Project Description

GroundWorks DanceTheater teams with composer, string quartet on work inspired by Civil War

By Zachary Lewis, The Plain Dealer

CLEVELAND, Ohio – The dance itself wasn’t the issue. Neither were the music, costume concept or stage design.

No, what gave director David Shimotakahara pause in crafting “House of Sparrows” for GroundWorks DanceTheater was the subject matter.

Grounded in the Civil War, the work struck the choreographer as epic in scale, potentially overwhelming. What he needed, he said, was “a way in.”

“I felt it would be a great opportunity, but when I started to delve into it, I saw how huge it is. It was a little daunting. I didn’t really have a handle on the structure of the work for a while.”

Then came his eureka moment. Sifting through archival letters and photos, his primary source of inspiration, Shimotakahara thought to dwell not on any one battle or story but rather on the general senses of displacement, loss and change felt by almost everybody both sides of the Mason-Dixon Line.

Hence, too, his decision — in tandem with video artist Nic Petry — to cast projections of the “surreal” and “haunting” images he was encountering onto a house-shaped scrim, rather than employ a fixed, physical set.

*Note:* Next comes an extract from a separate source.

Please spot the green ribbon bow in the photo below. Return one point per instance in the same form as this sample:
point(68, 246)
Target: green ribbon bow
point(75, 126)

“I didn’t want to make a war statement or a specific narrative,” he explained. “The way in was to look at civilian accounts and consider what it did to average people and how it changed their lives. I wanted something to resonate in an emotional way.”

This isn’t how the project began, however. No, in fact, “House of Sparrows,” the centerpiece of a program including Amy Miller’s “Current Frame” and a new work by Robert Moses called “The Rub,” originated outside dance, with a completely different ensemble: The Aeolus Quartet.

Eager to develop a new work with a dance company, the New York-based string quartet took the lead and approached GroundWorks. The musicians also proposed the idea of commissioning a score from Austin-based composer Steven Snowden, noting his interest in multimedia collaboration and historical American themes.

“What he [Snowden] did was balance a sense of the period with an abstract world,” said the choreographer, noting that through the composer’s music, the musicians themselves “are really part of the picture. They feel completely integrated into the piece.”

If Shimotakahara sounds like he’s already seen the piece, that’s because he has. While the performances this weekend at the Breen Center mark the local premiere of “House of Sparrows,” the work’s official world premiere was last month at E.J. Thomas Hall in Akron.

It was there the choreographer witnessed the fruit of his labor. Absorbing the impact of “House of Sparrows,” some in the audience broke into tears, proving to Shimotakahara that he took the right approach.

“That’s a very unusual thing to happen,” he said. “Somehow it’s resonating with people in this very human way.”